UK gains adequacy for EU-UK data transfers, despite opposition from LIBE Committee
What were the grounds of objection by the EU’s Civil Liberties, Justice and Home Affairs Committee (the LIBE Committee) to the EU’s decision to grant the UK adequacy for EU-UK data transfers?
The key takeaway
Despite protest from the LIBE Committee, on 28 June 2021 the European Commission (Commission) adopted its draft adequacy decisions in respect of both the GDPR and the Law Enforcement Directive, meaning that personal data can continue to flow freely between the UK and EU. This means that UK businesses and organisations can continue to receive personal data from the EU and EEA, without having to put additional arrangements in place with European counterparts.
The EU General Data Protection Regulation (GDPR) sets out the requirements for the processing of personal data and its free movement within the EU and EEA. Under the GDPR, data can be freely transferred between Member States and EEA countries. For third countries, which now include the UK following Brexit, an adequacy decision of the EU Counsel is required to allow the free flow of data between the UK and EU. After the UK’s exit from the EU, a six month “bridging” period was put in place while the EU assessed whether the UK should receive an adequacy decision that would allow data to flow freely from the EU to the UK.
On 11 May 2021 the LIBE Committee announced that it had passed a resolution evaluating the Commission’s approach on the adequacy of the UK’s data protection regime. This raised concerns around the implementation of the UK’s data protection framework, especially in the light of “…broad exemptions in the fields of national security and immigration, which now also apply to EU citizens wishing to stay or settle in the UK, and… a lack of court oversight of data policies, as well as wide executive powers”. This resolution followed the LIBE Committee’s earlier non-binding opinion (published on 5 February), which concluded that the UK data protection regime was inadequate and would fail to protect the data of EU citizens.
The LIBE Committee called for the Commission to amend its draft adequacy decisions in respect of both the GDPR and the Law Enforcement Directive, so that the decisions reflect CJEU court rulings and address European Data Protection Board concerns raised in opinions 14/2021 and 15/2021 (both opinions recommended the adoption of an adequacy decision, but highlighted some shortcomings in the UK data protection regime, including agreements between the UK and US allowing for surveillance of personal data).
The LIBE Committee urged the Commission to withdraw its draft adequacy decisions without first agreeing an action plan for the UK to address the perceived issues in its data protection regime, including access to personal data for surveillance purposes.

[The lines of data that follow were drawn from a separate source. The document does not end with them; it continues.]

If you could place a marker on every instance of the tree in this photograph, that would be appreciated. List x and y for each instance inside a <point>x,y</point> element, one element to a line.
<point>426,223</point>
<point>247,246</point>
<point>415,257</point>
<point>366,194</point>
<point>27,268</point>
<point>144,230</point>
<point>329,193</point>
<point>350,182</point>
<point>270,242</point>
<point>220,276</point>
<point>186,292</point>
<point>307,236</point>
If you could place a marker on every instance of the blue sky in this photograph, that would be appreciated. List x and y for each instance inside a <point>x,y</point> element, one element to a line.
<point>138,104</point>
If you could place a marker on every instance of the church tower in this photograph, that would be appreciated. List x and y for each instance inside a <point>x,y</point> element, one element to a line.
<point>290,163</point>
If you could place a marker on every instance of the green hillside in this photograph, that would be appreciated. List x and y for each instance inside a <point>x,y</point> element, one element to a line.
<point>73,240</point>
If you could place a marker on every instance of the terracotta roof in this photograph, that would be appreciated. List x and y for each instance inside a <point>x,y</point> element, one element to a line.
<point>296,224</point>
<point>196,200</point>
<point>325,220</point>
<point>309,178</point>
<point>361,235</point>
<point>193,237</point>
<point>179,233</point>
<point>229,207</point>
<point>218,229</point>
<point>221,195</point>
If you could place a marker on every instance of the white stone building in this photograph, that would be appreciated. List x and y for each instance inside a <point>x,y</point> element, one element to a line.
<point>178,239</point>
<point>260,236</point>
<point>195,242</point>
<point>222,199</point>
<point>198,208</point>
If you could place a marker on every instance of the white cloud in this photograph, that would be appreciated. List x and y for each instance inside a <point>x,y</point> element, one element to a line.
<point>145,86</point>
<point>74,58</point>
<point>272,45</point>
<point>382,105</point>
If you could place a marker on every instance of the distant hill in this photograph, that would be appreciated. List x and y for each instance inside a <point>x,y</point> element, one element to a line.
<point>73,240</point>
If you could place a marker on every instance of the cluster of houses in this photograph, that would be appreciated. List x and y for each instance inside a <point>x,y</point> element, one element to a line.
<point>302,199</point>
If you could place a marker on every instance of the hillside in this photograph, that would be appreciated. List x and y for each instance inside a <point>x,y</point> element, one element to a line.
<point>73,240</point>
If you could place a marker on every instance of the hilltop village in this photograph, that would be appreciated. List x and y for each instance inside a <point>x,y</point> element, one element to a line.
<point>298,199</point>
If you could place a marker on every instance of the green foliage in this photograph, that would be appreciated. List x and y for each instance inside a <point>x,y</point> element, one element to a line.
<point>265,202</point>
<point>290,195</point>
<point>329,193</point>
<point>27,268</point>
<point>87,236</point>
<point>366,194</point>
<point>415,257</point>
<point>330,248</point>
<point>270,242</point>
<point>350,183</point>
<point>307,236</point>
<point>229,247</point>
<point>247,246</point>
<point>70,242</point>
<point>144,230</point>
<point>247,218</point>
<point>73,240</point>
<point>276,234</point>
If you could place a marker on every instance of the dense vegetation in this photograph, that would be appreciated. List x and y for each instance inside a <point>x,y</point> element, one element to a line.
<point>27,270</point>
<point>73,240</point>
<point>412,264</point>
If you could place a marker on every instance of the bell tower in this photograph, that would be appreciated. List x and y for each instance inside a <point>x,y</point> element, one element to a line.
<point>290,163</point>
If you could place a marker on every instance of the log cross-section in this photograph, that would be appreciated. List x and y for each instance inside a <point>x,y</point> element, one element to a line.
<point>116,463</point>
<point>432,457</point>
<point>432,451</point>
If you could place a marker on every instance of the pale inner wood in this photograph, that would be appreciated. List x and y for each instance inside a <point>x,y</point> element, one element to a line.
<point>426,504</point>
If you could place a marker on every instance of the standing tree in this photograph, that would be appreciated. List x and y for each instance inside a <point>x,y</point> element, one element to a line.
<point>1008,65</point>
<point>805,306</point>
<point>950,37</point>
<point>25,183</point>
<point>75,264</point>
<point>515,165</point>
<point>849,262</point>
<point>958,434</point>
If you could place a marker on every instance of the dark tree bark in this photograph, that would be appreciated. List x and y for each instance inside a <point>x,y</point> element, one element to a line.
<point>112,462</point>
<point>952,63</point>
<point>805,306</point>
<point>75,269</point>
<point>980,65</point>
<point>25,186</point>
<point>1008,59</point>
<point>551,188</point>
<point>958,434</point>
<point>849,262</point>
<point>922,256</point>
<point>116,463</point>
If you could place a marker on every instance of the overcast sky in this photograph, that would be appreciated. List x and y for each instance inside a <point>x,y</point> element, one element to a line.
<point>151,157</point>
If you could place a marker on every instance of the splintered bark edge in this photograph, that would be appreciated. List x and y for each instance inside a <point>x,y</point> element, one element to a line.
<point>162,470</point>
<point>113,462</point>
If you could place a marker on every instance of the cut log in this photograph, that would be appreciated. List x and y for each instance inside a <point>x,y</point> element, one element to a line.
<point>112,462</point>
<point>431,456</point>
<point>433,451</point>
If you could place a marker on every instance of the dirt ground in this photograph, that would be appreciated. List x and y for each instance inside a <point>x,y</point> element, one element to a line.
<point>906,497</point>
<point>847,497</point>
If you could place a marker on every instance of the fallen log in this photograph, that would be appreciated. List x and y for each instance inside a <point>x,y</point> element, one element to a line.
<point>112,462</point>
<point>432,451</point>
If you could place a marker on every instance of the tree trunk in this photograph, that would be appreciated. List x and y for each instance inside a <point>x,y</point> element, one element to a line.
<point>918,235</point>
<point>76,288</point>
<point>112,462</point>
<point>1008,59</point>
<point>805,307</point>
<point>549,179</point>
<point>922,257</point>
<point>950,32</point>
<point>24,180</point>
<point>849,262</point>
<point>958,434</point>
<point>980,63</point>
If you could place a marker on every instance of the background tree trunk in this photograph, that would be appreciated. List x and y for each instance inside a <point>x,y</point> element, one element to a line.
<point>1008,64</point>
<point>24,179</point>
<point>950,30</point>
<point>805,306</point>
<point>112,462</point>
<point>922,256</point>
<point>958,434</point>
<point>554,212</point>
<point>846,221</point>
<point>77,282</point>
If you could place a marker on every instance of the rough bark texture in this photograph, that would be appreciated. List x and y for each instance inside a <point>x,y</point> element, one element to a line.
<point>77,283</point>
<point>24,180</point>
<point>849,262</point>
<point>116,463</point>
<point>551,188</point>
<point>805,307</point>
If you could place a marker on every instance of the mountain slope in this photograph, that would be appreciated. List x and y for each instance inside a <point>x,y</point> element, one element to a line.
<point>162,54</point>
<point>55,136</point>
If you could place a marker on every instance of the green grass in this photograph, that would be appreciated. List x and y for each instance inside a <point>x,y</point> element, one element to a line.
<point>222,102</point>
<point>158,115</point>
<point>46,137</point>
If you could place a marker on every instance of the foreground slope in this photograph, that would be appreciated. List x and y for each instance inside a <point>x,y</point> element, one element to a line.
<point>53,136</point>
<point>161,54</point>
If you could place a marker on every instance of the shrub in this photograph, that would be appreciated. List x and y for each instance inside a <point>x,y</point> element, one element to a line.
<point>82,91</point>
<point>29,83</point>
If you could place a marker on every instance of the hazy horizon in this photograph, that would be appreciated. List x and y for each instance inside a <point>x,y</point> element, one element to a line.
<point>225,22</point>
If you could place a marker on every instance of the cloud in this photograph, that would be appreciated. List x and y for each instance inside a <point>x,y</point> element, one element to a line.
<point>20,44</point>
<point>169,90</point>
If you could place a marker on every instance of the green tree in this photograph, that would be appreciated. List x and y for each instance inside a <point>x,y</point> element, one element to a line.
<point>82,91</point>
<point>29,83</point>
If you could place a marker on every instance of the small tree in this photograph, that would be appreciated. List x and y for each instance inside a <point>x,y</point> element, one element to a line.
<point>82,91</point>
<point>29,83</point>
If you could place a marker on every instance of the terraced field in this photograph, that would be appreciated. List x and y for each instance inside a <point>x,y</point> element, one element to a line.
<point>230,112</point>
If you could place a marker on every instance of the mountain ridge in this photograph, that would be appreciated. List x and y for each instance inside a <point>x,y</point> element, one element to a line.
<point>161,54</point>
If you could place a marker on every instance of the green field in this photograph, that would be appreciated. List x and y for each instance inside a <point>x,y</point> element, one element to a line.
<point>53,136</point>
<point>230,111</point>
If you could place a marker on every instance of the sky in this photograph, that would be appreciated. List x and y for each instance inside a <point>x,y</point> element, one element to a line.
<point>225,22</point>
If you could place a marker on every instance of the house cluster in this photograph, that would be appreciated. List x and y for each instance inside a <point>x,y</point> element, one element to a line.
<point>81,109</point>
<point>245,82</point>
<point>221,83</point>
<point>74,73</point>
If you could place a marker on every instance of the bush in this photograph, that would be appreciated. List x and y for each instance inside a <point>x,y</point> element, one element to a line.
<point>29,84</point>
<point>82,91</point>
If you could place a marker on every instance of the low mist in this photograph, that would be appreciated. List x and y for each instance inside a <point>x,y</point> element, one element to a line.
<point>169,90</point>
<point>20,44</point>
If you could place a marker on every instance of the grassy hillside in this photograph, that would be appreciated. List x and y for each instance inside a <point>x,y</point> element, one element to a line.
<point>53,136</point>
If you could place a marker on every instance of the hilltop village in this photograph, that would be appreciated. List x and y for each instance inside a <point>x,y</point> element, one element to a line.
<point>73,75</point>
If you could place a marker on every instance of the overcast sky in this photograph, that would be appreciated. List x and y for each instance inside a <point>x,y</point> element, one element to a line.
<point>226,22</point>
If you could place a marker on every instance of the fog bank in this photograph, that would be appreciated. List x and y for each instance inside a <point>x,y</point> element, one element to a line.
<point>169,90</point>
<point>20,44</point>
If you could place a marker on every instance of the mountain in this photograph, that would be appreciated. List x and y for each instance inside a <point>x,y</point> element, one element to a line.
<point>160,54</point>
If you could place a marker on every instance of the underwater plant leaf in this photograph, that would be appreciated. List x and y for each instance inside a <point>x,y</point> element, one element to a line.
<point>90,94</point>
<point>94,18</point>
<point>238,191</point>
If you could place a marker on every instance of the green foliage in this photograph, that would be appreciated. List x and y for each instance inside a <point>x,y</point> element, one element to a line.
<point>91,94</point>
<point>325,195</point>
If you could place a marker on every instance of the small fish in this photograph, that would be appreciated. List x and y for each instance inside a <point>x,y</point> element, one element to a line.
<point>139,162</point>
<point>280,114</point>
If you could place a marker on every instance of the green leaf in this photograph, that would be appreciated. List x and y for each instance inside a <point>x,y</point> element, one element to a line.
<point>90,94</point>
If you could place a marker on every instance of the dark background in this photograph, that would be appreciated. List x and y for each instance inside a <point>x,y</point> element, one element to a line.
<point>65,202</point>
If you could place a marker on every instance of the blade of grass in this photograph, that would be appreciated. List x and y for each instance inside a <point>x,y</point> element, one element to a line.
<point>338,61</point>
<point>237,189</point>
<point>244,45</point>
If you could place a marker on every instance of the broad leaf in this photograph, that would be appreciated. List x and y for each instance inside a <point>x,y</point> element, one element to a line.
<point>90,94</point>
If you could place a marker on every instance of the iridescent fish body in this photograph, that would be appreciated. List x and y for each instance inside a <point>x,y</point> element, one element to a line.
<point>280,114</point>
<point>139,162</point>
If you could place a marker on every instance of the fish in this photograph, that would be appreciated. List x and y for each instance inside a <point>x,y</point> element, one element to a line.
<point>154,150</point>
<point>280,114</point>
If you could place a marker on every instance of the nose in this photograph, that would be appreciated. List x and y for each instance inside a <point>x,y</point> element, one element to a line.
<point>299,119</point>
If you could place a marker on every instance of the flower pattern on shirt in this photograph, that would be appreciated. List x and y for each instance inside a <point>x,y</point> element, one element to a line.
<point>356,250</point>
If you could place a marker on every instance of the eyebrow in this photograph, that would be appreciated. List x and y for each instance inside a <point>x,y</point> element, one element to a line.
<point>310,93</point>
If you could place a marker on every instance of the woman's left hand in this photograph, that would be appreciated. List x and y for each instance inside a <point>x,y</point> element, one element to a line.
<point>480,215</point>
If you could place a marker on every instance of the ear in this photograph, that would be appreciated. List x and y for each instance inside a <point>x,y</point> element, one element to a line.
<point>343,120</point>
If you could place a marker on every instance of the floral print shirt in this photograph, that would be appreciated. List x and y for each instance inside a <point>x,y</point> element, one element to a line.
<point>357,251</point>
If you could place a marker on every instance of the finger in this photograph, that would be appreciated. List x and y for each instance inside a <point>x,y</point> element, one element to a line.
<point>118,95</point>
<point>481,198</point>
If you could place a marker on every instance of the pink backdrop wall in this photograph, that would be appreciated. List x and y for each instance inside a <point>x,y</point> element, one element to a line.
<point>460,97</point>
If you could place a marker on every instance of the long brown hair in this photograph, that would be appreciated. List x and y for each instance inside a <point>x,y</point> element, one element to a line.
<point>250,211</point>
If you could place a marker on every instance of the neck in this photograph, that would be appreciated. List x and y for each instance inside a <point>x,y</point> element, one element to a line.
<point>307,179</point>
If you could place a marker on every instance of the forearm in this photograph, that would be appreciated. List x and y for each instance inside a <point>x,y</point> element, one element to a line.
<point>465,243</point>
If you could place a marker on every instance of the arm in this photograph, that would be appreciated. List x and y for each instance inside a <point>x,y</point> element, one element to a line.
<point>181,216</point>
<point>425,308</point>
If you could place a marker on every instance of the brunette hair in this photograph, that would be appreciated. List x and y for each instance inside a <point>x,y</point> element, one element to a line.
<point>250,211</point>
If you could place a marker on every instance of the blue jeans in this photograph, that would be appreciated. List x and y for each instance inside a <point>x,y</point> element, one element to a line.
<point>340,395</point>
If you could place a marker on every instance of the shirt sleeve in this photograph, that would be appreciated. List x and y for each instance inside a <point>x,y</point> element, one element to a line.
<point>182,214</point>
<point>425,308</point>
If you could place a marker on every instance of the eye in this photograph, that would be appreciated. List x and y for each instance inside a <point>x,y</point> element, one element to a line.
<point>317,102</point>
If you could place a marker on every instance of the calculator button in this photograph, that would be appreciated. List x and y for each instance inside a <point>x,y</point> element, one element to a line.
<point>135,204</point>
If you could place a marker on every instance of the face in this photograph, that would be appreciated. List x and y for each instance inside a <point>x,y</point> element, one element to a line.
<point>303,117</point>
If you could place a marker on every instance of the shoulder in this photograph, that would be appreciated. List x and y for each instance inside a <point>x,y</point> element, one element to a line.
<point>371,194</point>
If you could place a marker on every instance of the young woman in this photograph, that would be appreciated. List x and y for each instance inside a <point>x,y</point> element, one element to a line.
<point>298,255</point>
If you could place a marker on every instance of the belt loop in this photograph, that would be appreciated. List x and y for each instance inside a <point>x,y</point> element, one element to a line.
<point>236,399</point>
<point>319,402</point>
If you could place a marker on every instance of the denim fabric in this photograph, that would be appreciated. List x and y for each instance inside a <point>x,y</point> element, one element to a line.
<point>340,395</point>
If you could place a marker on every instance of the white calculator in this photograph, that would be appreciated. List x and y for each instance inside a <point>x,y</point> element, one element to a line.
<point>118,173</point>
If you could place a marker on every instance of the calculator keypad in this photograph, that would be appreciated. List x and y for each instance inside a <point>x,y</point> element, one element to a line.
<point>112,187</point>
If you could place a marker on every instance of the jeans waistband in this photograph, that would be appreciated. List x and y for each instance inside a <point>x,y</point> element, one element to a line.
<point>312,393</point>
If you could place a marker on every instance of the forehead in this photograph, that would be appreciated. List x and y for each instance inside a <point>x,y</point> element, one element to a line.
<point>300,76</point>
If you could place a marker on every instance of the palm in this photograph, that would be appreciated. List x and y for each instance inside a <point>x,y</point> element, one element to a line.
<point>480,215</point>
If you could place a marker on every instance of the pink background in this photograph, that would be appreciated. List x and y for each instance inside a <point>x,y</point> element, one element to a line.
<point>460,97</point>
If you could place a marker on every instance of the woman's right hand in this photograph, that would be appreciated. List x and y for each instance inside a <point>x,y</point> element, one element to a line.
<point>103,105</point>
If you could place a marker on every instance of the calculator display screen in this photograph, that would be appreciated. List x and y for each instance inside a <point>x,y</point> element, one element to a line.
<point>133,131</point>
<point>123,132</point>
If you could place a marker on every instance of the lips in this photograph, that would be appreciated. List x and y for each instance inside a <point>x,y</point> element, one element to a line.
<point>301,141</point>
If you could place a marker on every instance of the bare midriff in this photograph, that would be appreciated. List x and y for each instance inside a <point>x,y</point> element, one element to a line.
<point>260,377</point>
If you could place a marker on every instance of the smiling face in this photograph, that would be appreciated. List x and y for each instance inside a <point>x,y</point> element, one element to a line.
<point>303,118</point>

However, despite these objections, the EU Commission ultimately adopted the UK adequacy decision on 28 June 2021.
Why is this important?
Failure to obtain an adequacy decision would have been disastrous for UK businesses over a wide range of industries. Analysts warned that the absence of an adequacy decision could have cost UK firms up to £1.6bn in compliance costs or higher prices for goods and services.
Any practical tips
The UK’s adequacy decision comes as a huge relief for UK businesses who work closely with EU Member States.
However, the topic of international data transfers remains a “live” one, as all eyes are now on the UK’s Information Commissioner (ICO) as to whether it will adopt the EU’s new Standard Contractual Clauses (SCCs) published on 4 June 2021. These new SCCs become mandatory after 27 September 2021 for new agreements (ie the old SCCs can be used up until this date for new agreements). For any pre-existing agreements using the EU’s old SCCs, there is a transition period until 27 December 2022, after which the new SCCs will have to be incorporated.
The ICO has previously stated that it only recognises the EU’s previous SCCs (valid as at 31 December 2021) as an adequate means of international data transfer from the UK and that it is looking towards developing its own UK SCCs for such transfers. The current situation leaves businesses with somewhat of a challenge - by needing to continue to use the old EU SCCs for transfers outside the UK and the new EU SCCs for transfers outside the EU. Clearly this is far from ideal. While we await an update from the ICO, it makes sense to get ready for the changes to come – for example, by conducting an audit of your contracts to determine which involve international data transfers and, more specifically, which involve data transfers from the UK and which from the EU in order to be ready for the eventual outcome.